Taliban and al Qaeda militants operating in the Afghan border region are shifting their focus to Pakistan and are working together to hit the forces of that country, a top US military commander has said.

Commander of the Task Force in Afghanistan Major General David Rodriguez also said the Taliban in Afghanistan probably will not stage a spring offensive in the volatile eastern region bordering Pakistan.

"In the last couple of months here, several insurgent leaders have declared war against the government of Pakistan, just like they had done against us several years ago," he said on Wednesday.

"I think that many of them are coordinating with each other more and more based on their short-term goals rather than their long-term goals. They'll move where the best opportunity has to get the highest payoff. And right now that probably seems to be in Pakistan."

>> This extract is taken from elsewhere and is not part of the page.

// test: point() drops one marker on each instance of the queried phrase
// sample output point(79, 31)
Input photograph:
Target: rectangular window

Asked specifically to acknowledge that coordinating with each other meant the Taliban and the al Qaeda, Rodriguez said: "Yes, and there are several other organisations and everything, yes, but they're doing more coordination and more trading off of everything from resources to intelligence and technical expertise."

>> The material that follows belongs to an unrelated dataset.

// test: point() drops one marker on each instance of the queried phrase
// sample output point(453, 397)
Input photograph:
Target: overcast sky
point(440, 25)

The senior American military commander argued that as far as their ability to protect themselves is concerned, the Pakistani military trying to do the right thing.

"They are working, for example, to develop a better capacity to do counterinsurgency operations, like many other nations are, because that has not been their forte on what they've been trained on," he said.

"They're (Pakistan) adjusting their military now to do those things. But they're committed to do the right thing, and they're going to continue, I believe," Rodriguez said.

He said the infiltration across the porous Afghan border has been a little bit down lately.

"That's due to several reasons. One, of course, is the instability in what's going on in Pakistan and some of the challenges that are going over there, going over in Pakistan.

We've had some success on the border interdicting some of the enemy that had crossed over there.

"The Afghan national security forces and the Afghan border police, there are more of them there than there were last year, so they're able to interdict a little better. The weather that makes it that much tougher during this time of year to infiltrate across there," Rodriguez said.

He also said he sees no sign that the US is preparing to send forces into Pakistan without Islamabad's approval.

"Pakistan is a sovereign government, and we have no plans that I'm involved in or have even heard of to do anything like that."

"We have great military-to-military coordination with the Pakistani military on the border. Over the years, the coalition forces have been able to develop some improving trust between the Pakistani military and the coalition forces, and now that is starting to extend to the Afghan military forces," he said.

The Pakistani military leaders realise "it's a common enemy that we're fighting," he added.